TesseractOCRParser Configuration
Table of Contents
This page documents the configuration options for TesseractOCRParser in Tika 4.x.
Basic Configuration
{
"parsers": [
{
"tesseract-ocr-parser": {
"language": "eng",
"timeoutSeconds": 120
}
}
]
}
Full Configuration
The following example shows all available configuration options with their default values.
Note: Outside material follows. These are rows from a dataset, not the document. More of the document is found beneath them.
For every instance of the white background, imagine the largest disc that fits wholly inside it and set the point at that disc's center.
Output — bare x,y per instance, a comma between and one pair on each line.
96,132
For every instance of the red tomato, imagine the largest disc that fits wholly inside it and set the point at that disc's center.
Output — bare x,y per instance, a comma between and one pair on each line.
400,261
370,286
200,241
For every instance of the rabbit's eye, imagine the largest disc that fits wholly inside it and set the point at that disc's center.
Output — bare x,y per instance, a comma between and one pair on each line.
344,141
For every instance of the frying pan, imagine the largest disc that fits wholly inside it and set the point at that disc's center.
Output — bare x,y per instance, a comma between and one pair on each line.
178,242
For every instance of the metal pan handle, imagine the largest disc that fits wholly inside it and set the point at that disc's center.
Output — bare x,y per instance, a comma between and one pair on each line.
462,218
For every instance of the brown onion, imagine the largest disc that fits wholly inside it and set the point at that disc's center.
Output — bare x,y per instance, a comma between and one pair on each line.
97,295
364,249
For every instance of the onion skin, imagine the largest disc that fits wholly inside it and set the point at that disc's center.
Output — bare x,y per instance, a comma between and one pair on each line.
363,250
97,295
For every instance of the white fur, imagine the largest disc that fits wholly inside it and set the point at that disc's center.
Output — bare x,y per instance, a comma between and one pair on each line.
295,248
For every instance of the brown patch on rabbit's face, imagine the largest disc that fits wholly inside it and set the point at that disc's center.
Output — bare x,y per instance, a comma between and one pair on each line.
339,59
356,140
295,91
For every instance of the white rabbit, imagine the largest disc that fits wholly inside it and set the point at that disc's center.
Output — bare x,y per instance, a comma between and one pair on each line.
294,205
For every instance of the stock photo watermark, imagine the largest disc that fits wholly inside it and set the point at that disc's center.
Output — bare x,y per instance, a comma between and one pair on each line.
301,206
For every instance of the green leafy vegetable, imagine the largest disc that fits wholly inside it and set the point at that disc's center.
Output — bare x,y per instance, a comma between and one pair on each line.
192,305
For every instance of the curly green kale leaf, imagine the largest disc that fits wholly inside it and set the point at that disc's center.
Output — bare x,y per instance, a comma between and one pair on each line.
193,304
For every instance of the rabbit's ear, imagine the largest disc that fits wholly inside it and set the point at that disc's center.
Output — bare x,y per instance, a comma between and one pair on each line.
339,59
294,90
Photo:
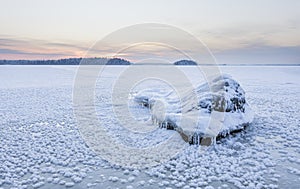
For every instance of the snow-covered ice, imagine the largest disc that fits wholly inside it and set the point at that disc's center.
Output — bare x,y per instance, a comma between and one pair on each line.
41,146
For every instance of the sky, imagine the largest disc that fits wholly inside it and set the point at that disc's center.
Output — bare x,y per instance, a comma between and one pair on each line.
235,31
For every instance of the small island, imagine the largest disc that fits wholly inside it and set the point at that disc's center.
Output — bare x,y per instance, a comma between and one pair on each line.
185,63
69,61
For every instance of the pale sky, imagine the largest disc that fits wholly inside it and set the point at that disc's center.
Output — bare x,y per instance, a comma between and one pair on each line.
236,31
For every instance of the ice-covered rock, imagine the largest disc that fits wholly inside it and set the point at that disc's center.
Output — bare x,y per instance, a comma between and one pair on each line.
211,110
185,62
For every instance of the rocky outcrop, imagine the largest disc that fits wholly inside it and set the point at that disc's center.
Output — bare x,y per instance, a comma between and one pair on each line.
208,112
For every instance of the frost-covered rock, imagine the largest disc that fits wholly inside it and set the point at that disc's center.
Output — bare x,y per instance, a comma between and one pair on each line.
185,62
209,111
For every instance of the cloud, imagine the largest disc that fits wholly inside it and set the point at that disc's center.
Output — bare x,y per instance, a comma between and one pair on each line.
260,54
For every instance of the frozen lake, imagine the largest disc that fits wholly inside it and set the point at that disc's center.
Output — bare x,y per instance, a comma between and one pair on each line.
41,146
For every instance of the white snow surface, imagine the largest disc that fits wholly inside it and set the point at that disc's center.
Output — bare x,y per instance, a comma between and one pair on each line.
41,146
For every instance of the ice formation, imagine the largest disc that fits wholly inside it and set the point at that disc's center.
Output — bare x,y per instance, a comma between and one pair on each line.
205,113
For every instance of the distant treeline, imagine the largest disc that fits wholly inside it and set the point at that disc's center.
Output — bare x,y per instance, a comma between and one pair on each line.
68,61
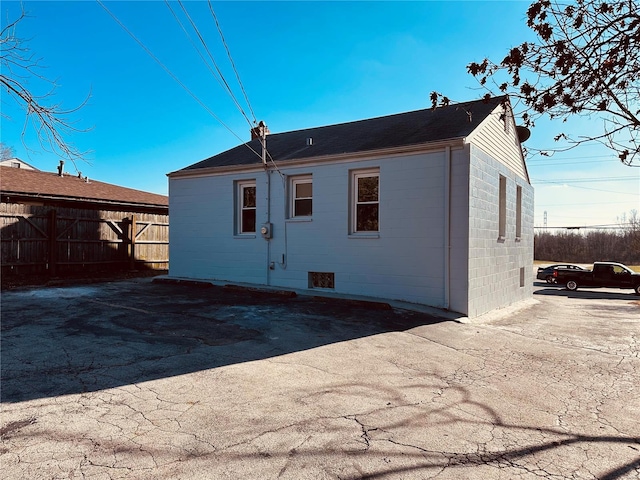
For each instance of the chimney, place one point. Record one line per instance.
(257, 132)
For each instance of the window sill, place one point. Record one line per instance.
(364, 235)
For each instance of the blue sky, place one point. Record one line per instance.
(303, 64)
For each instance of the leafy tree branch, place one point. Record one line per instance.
(50, 120)
(585, 62)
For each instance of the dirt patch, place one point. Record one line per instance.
(10, 282)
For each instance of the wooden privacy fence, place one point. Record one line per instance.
(59, 241)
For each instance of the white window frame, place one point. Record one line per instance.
(518, 212)
(355, 175)
(298, 180)
(241, 208)
(502, 208)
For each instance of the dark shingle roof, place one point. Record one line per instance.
(20, 181)
(403, 129)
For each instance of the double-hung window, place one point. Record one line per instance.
(365, 205)
(301, 196)
(246, 207)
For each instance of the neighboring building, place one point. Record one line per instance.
(57, 224)
(433, 207)
(33, 187)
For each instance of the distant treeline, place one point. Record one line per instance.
(600, 245)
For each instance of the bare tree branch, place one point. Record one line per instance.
(50, 120)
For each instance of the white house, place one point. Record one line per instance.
(433, 207)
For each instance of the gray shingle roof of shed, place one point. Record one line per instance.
(403, 129)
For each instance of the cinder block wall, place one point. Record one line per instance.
(495, 264)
Comments indicate the available options for enum fields.
{
"parsers": [
{
"tesseract-ocr-parser": {
"applyRotation": false,
"colorspace": "gray",
"density": 300,
"depth": 4,
"enableImagePreprocessing": false,
"filter": "triangle",
"imageMagickPath": "",
"inlineContent": false,
"language": "eng",
"maxFileSizeToOcr": 2147483647,
"minFileSizeToOcr": 0,
// Additional Tesseract configuration parameters as key-value pairs
"otherTesseractConfig": {
"preserve_interword_spaces": "1",
"textord_initialx_ile": "0.75",
"textord_noise_hfract": "0.15625"
},
// Options: TXT, HOCR
"outputType": "TXT",
"pageSeparator": "",
"pageSegMode": "1",
"preserveInterwordSpacing": false,
"resize": 200,
"skipOcr": false,
"tessdataPath": "",
"tesseractPath": "",
"timeoutSeconds": 120
}
}
]
}
Changes from 3.x
In Tika 3.x, the otherTesseractSettings was a list of space-delimited key-value strings:
<!-- 3.x XML format -->
<param name="otherTesseractSettings" type="list">
<string>textord_initialx_ile 0.75</string>
<string>textord_noise_hfract 0.15625</string>
</param>
In Tika 4.x, this is replaced with otherTesseractConfig as a proper map:
// 4.x JSON format
"otherTesseractConfig": {
"textord_initialx_ile": "0.75",
"textord_noise_hfract": "0.15625"
}
The automatic converter handles this transformation.
See Migrating to 4.x for general migration guidance.